La FNESI est pour sa part toujours en attente de réponse de la DGOS et du ministère de l’enseignement quand aux critères de sélection à ce jour non définis pour les établissements qui vont recruter les aides-soignants pour ce parcours spécifique. Elle considère que le flou entretenu va en outre favoriser l’émergence d’offres de préparations privées, sources d’inégalité. Elle rappelle par ailleurs que « les moyens financiers et humains n’ont toujours pas été mis en place pour pallier au déficit criant d’encadrement des étudiants en sciences infirmières qui constitue la deuxième cause de renoncement en cours d’étude.
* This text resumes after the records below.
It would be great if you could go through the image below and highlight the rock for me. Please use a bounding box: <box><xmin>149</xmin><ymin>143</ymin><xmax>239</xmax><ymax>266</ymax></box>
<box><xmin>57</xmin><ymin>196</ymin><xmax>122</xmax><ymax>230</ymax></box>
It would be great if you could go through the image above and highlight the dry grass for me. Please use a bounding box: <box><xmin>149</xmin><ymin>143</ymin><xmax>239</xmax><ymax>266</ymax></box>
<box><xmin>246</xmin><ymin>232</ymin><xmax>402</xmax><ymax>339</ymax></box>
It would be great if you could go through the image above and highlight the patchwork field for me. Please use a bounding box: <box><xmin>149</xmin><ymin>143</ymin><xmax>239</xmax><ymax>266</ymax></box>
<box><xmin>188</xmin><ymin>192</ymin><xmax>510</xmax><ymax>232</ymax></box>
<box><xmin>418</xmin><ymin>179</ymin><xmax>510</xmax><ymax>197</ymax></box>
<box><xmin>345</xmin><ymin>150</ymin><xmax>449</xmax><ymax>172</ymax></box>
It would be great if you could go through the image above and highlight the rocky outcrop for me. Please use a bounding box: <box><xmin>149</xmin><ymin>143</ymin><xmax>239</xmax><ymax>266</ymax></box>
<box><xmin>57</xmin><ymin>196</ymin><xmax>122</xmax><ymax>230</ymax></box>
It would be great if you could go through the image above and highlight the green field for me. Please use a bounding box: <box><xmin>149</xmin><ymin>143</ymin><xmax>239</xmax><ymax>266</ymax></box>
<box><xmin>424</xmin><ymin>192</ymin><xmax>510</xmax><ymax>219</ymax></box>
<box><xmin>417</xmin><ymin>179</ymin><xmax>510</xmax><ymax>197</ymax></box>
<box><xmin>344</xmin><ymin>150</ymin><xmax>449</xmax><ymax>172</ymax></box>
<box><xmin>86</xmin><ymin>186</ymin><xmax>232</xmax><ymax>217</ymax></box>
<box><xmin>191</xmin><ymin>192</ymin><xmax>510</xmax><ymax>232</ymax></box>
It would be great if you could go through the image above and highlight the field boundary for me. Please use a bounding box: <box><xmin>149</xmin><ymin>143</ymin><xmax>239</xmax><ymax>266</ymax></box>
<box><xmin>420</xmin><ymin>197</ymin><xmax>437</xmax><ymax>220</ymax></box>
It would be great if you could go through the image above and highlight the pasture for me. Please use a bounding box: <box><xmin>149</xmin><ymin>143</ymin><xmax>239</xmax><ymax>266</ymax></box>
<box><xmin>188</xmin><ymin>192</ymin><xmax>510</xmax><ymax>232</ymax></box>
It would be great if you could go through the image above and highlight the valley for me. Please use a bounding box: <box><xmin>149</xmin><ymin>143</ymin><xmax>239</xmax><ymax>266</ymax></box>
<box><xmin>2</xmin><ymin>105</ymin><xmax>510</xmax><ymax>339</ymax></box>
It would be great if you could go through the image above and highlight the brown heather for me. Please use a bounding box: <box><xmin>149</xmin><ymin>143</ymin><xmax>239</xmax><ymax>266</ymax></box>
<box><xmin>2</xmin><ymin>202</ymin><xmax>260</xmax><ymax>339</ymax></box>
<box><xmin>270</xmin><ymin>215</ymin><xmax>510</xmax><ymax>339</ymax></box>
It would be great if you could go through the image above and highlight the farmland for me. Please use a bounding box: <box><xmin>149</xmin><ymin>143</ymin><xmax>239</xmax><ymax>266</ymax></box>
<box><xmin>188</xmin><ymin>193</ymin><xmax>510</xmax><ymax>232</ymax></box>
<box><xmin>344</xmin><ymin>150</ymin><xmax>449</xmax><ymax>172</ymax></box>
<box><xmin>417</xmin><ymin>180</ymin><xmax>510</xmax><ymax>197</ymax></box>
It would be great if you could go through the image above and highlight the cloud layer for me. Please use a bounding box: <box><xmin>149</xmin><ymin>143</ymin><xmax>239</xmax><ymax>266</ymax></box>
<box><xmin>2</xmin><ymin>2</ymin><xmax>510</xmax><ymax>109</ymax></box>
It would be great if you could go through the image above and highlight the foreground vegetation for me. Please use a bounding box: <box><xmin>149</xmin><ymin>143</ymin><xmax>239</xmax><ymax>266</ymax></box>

Un contexte qui risque fort de mettre les aides-soignants admis directement en deuxième année en difficultés universitaires ».
Pour le CEFIEC « le contexte hypertendu des ressources humaines dans les établissements de santé ne justifie pas que nous formions à n’importe quel prix et quoi qu’il en coûte ».
Urgences, virage domiciliaire, psychiatrie, maternités, Ehpad : à l’heure où les besoins de santé sont criants, et qu’une augmentation des compétences légales des professionnels infirmiers devient indispensable pour pallier au déficit de ressources médicales, cette mesure va à contresens des travaux engagés pour réformer de la profession infirmière (décret d’exercice, référentiel de compétences). En réponse aux voix qui s’élèvent pour dénoncer le corporatisme des organisations à l’origine de ce recours, la réponse est unanime : « Nous ne sommes pas opposés à l’accès des aides-soignants au DE d’infirmier, mais nous voulons que cela se fasse de façon qualitative ».
En marge de ce recours devant le Conseil d’Etat, Thierry Amouroux (SNPI) déclare entretenir l’espoir « que le nouveau ministre fasse preuve de plus d’intelligence sociale que son prédécesseur et revienne sur cette décision sans avoir à se déjuger ».